NSE’s index, the NIFTY 50, is used extensively by investors in India and around the world as a barometer of the Indian capital markets.

NIFTY:

Nifty, also called NIFTY 50, is the market index consisting of 50 well-established and financially sound companies listed on National Stock Exchange of India (NSE).

The base year is taken as 1995 and the base value is set to 1000.

Nifty is calculated using 50 large stocks which are actively traded on the NSE.

The 50 companies are selected on the basis of the free float market capitalization.

Here, the 50 top stocks are selected from different 24 sectors.

Nifty is owned and managed by India Index Services and Products (IISL)

Since inception in 1995, Nifty has given a return of 11.13% CAGR (till April 30, 2018).

NOTE: The Sensex and Nifty are both indicators of market movement. If the Sensex or Nifty go up, it means that most of the stocks in India went up during the given period. With respect to NIFTY and NSE, we can say that:

If Nifty goes up, this means that the stock price of most of the major stocks on NSE has gone up.

On the other hand, if nifty goes down, this tells you that the stock price of most of the major stocks on NSE has gone down.

When Sensex/Nifty increases, it shows the economic growth of the country.
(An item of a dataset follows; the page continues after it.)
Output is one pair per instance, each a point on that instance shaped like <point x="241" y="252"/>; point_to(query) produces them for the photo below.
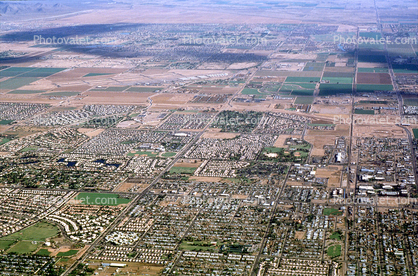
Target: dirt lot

For example, during the Indian recession of 2008-09, the Sensex fell over 12000 points (-60%).

Importance of Market Index:

The market indexes are the barometer for the market behavior. It gives a general idea about whether most of the stocks have gone up or gone down.

Often, Market Index is used as a benchmark portfolio performance.

It is used as a reflector of investor’s sentiments.

Market indexes are used for sorting and comparison of the various companies.

Indices act as an underlying for Index Funds, Index Futures, and Options.

They are used in passive fund management by Index funds.

The index can give a comparison of returns on investments in stock markets as opposed to asset classes such as gold or debt.